Indifferent is the best word I can think of to describe the writing. The characters are so blah that I actually got bored during the fights between mechs, helicopters, Smelves (Smurf Elves), and dragons. The most damning evidence is the fact that I wasn’t offended by the insipid “white people, technology, and the military are evil” horseshit. There’s not much I enjoy more than being enraged by hippies, so my non-reaction to that means the movie was thoroughly inert and soulless.
**Please Note: I don’t begrudge anyone else their enjoyment of Avatar (seriously, if you spent money on it, you deserve to get what you paid for).
This analysis is interesting. Shorter than Red Letter Media’s Star Wars reviews (only 2 parts), and I think they only cut away from the analysis once or twice, but it was worth it for the answering machine message from the Department of Cultural Guilt.
She gets hired to play marines and cyborgs, despite a lack of Heroic presence?
Ugh. I guess he wouldn’t be an annoying Bond, just boring.
Each has good looks of that particular bland quality that allows viewers to imagine that they are watching someone else, to project another image on to the face. Jameson becomes the girl you had a crush on way back when; Worthington becomes you.

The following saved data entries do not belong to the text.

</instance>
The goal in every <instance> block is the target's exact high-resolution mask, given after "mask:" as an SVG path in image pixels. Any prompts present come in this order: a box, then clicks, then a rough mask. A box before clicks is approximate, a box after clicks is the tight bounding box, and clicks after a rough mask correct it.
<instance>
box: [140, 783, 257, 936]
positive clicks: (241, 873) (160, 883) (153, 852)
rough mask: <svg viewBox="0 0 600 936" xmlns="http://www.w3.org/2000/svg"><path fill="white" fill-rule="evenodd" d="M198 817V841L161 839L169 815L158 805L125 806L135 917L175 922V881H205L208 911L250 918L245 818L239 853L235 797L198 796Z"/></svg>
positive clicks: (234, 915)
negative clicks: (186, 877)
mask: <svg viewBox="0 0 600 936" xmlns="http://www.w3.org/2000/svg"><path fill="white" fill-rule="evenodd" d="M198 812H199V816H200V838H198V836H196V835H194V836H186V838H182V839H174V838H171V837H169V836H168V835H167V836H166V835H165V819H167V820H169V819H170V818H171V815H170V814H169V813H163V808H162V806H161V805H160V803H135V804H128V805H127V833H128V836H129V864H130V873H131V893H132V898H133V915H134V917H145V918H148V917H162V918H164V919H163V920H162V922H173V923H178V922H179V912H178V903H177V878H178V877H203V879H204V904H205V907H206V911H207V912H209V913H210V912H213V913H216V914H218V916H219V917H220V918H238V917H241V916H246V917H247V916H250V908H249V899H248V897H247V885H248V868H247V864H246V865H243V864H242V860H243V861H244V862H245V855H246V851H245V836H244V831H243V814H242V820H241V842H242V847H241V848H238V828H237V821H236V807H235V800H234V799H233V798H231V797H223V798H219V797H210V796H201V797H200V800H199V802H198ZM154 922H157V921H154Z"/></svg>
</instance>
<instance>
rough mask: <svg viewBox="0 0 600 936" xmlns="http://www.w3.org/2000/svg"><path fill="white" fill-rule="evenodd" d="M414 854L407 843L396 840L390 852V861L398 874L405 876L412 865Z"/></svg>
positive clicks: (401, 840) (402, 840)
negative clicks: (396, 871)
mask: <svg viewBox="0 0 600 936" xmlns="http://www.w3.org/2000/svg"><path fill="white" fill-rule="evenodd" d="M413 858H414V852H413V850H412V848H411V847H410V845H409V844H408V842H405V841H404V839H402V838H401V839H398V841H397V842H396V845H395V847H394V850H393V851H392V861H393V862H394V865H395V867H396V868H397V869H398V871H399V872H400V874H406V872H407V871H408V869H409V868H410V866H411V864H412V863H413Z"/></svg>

Yes, this, definitely. HTTYD’s first flight scene is more awe-inspiring than anything in Avatar, primarily because it concerns characters you actually care about.
I thought we’d long since established that Pandora was the star of Avatar, and that the characters were the scenery.
A curious inversion that I doubt worked as well as Cameron had hoped.
Oh who am I kidding, he probably thinks it turned out awesome.
Eh… this is a weird position to have…
Is the grand canyon going to be more stunning and visually inspiring to me if I am there with someone I care about, or if I go with a tour group? It is the same either way.
I loved HTTYD but Avatar was definitely more visually spectacular. Though, I did prefer the dragon character designs to the scary flying bird things in avatar.
What, you’ve never had someone else’s enthusiasm infect you? Or have some grouchy bastard ruin the mood? Who you’re with is going to affect you at some level, even is the scenery is the same.
Likewise, if you’re engaged with the characters in a movie, the way they feel in a particular scene is going to affect how the scene plays for the audience. Doesn’t seem weird at all.